昨夜,床榻未添新人。蓟王颇多呵护,浅尝辄止,亦未恣意。故除去贞血洒落,并无新伤。
恢复些气力,女豪又道:“来人。”
“在。”答话之人,乃许师钟瑷。昨晚钟瑷、当素、当昔等媵妾,皆在内室休息。未曾入帐。
“梳洗梳妆。”女豪言道。
“喏。”钟瑷何曾如此温婉可人。
自收到蓟王来信,认许女为“假子”,许师最后一丝心结,涣然冰释。从此心无旁骛。
再者说来。作为陪嫁媵妾,自当与女豪同心共契。究其原因,正出于身份的悄然转换。先前二人皆在西倾山中,所谓“山中无历日,寒尽不知年”。寒暑易节,不过是井底之蛙。待出山共嫁蓟王,方知人外有人,山外有山。汉羌融合,大势所趋。许师先前心怀宿怨,一意孤行。不过是蚍蜉撼树,螳臂当车。
身中奇毒,肉刑加身。日夜交替,乐极生悲,终是臣服。如今平心静气,再无执念。才智重归,自当晓以利害。蓟王嫔妃众多。我等羌女此时若不抱团取暖,更待何时。
那句话怎么说,没有永远的敌人,只有永远的利益。
先前只为争夺钟存部落大权。如今,能争的实在有太多太多……
蓟王新婚燕尔。诸事勿扰。升平里的长史府,便是治政之所。陇右一切皆上正轨。无需谋主坐镇。有幕府长史盖勋及左右从事中郎毛、傅燮三人,及一众属吏足以。此外还有凉州刺府鼎力协助,自当全无问题。
故而,刘备只在升平里兴建了长史府。几位谋主,皆暂居于左右肩关城楼内,未曾令置官舍。
参完蓟王婚礼,新任新昌令司马直这便动身,奔赴蓟国上任。除去至亲一路随行,宗人已先行迁徙。乘船抵达蓟国后,自有人妥善安置。
刘备授予门下督郑泰自行徵辟之权。郑泰感恩之余,却慎而又慎,不曾动用分毫。话说,河内温县,另有司马芳、司马防兄弟二人,皆在洛阳就官,并不在家。司马直,确也保举同姓一人。但非同乡,而是,颍川阳翟人,司马徽,字德操。
此人莫非是……水镜先生。
待有时间,可徵辟一试。
比照蓟国惯例。七日之内,蓟王当不会离巢别居,只专宠女豪一人。女豪初创未愈,刘备亦未强幸。二人床头夜话,说了许多逸闻野趣,光怪陆离。由浅入深,由表及里。先有夫妻之实,再有夫妻之情,滋生漫溢。

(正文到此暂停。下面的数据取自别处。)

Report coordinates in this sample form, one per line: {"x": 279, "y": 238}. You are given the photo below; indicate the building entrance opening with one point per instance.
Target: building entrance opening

女豪还说了许多西倾山中各种奇异。及雪山更深处的古羌部落。刘备这才想起,麦积山的悬棺古墓。询问女豪,可知高原深处,有哪个古羌善驯野兽。
女豪摇头,不知也。
第三晚,女豪命许师钟瑷,当素、当昔,入帐侍寝。床笫之私,有碍观瞻。刘备本想藏拙。行息事宁人。奈何钟瑷痴缠,女豪亦瞪大双眸,观摩甚详。到底是母系古羌,蓟王这便宽心,放手一搏。
女豪方知,何为埽穴庭。
别有洞天。
两汉初立,多因秦之称号,皇帝之妻称皇后,妾皆称夫人。
换言之,媵妾地位仅次于正妻,亦可称“夫人”。于是在蓟王宫中,发妻公孙氏称王妃。偏妃皆取其名号或国号相配。比如。七位小姐姐,乃称:嫣妃、绾妃、缃妃、碧妃、黛妃、霜妃、黎妃。五十六位西域偏妃,则加国号。龟兹妃、疏勒妃、莎车妃、于阗妃、(大、小)乌孙妃、(大、小)宛妃等。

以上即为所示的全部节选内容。